The location of this particular theatrical masterpiece was the Hampstead Theatre, quite frankly, the most perfect location. Close enough to Hampstead and a hop, skip and jump from the Finchley Road. Alas, Freud’s statue no longer casts an eye over of all theatrical proceedings; it surely had to be Hampstead Theatre or bust. Freud held little interested in the stage, perhaps, when others around him decided to dream, he did, as he often declared too, simply decided to think.

As a mildly dysfunctional reviewer, the idea of looking through a Freudian window seemed entirely thrilling, and I hoped to leave with intrigue and controversy, and wishing for some solace from any wild Hysteria, in my life, it is never unexpected.

I tend to make a point of not reading any other reviews prior to watching a play. I prefer to offer a writer, and in this case the writer and director, Terry Johnson, a blank canvas on which to paint their words for me to experience entirely in my own way. Johnson’s script was thorough and intellectually witty. I was enthralled by the four main characters, Freud, Dali, Jessica and Yahuda, as they arrived on set in various states of undress, larking about in a selection of slapstick situations, somewhat unexpected but pleasant to behold. Dali was, should I be overly critical was slightly more Morecambe and Wise than Shakespeare.  And the entirely obscure hallucination, which harked back to an early Sci-fi party I attended last year, was unnecessary and, if anything, detracted rather than added to the overall experience.

The direction, whilst centring on the darker side of Freudian history, was designed to inhabit and flow with the stage so beautifully designed for it.

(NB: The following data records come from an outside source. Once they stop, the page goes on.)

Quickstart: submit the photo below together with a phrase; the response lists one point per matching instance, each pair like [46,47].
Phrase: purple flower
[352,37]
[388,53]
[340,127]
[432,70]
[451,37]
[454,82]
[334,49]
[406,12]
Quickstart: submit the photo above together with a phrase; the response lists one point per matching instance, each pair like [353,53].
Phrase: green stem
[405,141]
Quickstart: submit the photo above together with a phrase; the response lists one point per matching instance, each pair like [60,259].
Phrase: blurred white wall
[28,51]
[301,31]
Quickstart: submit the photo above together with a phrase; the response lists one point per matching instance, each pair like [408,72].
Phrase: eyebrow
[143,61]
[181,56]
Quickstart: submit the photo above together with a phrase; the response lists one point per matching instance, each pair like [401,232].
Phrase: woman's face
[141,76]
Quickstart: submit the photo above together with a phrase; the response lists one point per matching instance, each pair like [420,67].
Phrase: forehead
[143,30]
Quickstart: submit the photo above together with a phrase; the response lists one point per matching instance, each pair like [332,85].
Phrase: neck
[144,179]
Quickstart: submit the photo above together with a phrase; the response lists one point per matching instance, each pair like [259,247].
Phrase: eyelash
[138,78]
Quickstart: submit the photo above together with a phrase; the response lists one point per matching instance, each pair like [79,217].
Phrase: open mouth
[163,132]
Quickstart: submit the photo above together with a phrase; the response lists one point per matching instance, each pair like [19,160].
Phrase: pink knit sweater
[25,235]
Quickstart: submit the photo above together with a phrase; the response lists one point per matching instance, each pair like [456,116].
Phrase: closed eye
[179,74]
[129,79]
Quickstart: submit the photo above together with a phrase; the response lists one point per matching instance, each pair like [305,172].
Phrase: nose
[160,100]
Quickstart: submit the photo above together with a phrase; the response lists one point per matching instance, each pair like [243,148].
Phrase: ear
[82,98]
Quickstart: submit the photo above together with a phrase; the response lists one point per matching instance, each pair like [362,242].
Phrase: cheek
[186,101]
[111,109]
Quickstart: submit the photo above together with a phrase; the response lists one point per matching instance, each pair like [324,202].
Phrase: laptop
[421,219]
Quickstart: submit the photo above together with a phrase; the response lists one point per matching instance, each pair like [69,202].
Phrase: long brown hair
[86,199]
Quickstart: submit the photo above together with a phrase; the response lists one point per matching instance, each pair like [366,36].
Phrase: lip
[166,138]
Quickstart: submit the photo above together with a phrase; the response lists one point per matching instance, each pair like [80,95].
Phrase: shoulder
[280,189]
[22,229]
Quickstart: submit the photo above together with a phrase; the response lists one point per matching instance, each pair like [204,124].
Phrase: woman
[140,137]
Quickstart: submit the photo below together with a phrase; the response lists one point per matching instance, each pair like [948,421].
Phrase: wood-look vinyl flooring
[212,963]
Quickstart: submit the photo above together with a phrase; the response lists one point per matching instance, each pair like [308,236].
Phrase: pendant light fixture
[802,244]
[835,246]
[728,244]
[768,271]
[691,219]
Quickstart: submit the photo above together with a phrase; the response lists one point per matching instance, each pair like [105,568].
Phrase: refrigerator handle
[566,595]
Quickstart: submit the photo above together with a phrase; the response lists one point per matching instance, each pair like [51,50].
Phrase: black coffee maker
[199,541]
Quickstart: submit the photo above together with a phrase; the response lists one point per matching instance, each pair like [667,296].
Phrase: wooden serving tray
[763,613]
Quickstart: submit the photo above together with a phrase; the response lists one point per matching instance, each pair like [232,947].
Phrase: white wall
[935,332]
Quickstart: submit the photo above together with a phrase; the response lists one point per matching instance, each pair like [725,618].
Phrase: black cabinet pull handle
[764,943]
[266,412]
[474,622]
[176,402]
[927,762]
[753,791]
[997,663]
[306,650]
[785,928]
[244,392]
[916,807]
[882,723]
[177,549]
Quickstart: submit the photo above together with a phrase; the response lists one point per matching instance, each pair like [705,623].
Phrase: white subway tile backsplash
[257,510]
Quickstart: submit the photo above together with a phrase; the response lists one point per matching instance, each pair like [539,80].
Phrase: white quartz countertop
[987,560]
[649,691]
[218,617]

At no point, should misfalls or quirks have risen, never and quivered once unhinged the cast as they moved about scene simply waiting for a slip up. There it is. It fitted gently into a sentence. We all knew it was coming, and had all considered how it would be handled. As it was, this is the one point at which I wished to tut loud enough for all ears to hear. A Freudian slip, by definition, is a mistake. A blip. An error in speech, memory, or physical action. Should it have raised its head once, I would have nodded in acknowledgment, but thrice? The second wounded me and third, the third infuriated me and tore through the heart of a once exquisite script.

And now, dear reader, is the silence and the silence is now yours and yours alone.